The Hawks were presented with a unique opportunity despite finishing first in the Eastern Conference. Because of the 2012 trade in which the Nets acquired Joe Johnson from the Hawks, Atlanta had the opportunity to swap draft picks with Brooklyn in the 2015 draft. The Hawks obviously opted to take the Nets #16 overall pick, which gave them the immediate opportunity to add nice young talent to an already terrific core group of players. These opportunities do not come around often and that’s why when the Hawks opted to trade the pick for Tim Hardaway Jr., many NBA fans were skeptical. Knicks fans believe they had just pulled the ultimate robbery, while Hawks fans were left scratching their head. What could the erratic former first-round pick bring to what has proved to be a selfless Hawks squad?
While most Atlanta fans thought, “Oh, here we go again. Atlanta is wasting another golden opportunity.” I was quite pleased with the trade. While I liked guys like Bobby Portis and Sam Dekker, there were no sure things in the 2015 draft class outside of the top 1o, and Atlanta looked to be just a piece away from being a real championship team. While Hardaway was no superstar, he could bring scoring in bunches off the bench, which is something Atlanta really lacked in the playoffs last season. Hardaway is a seasoned player for someone who is only 23 years of age. His decision making may have been questionable in New York, but Hardaway did do one thing very well: shoot the rock. Hardaway shot over 35% from behind the arc, and considering a lot of those three-pointers were not exactly great shots, we should expect to see that percentage rise with the move to Atlanta. The Hawks where second in three-point percentage in the 2014-2015 season and fifth in three-pointers made.
My optimism did not last long. I knew it would take Hardaway Jr. some time to gel with his new team in a complicated system, but I at least expected him to get some minutes off the bench. Hardaway spent the majority of the first half of the season in the D-league. He rarely even spent much time dressed out in a Hawks uniform let alone play in one. I found myself spending my time looking up players we could have had instead of Hardaway. I confess, I had become a doubter.

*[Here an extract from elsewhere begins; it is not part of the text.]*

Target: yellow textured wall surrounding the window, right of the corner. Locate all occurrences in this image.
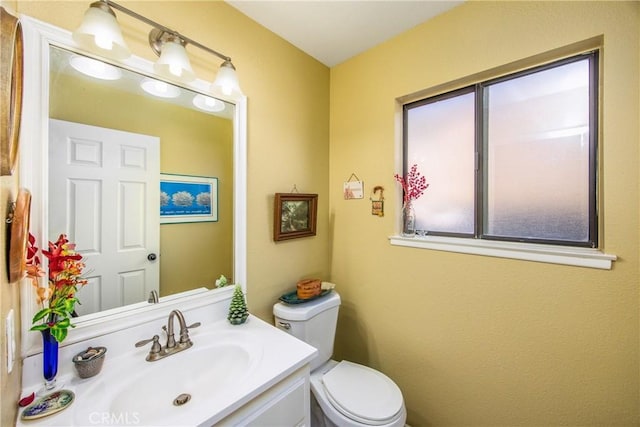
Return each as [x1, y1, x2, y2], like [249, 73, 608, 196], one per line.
[330, 2, 640, 426]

However, in the new year Hardaway finally got his chance. On January 5th, he was playing in just the fifth game with the Hawks, but this time he never looked back. He has played in every game since and has started to really make his presence felt in Atlanta. With every game his confidence in his teammates, the system and his own game has grown. On March 17th Hardaway got his first start for the Hawks due to a Kent Bazemore injury. He showed his full potential and racked up 21 points and grabbed 7 rebounds. He followed that up with another 20-point performance against the Rockets off the bench. The former Knick is averaging 17.8 points per game on close to 60 percent shooting in his last four games. He has been lights out from behind the arc, shooting over 50% in those games, and has become a real bright spot off the bench.
The sample size is still way too small to say the Hawks won this trade, but I really like what I am seeing out of Hardaway. He seems very in control and more comfortable every single game. He is a lights out three-point shooter and could have a very bright future in years to come. Kyle Korver cannot start forever, and Hardaway is still very young. If he can continue to improve, there is no reason he cannot potentially start for Atlanta in years to come.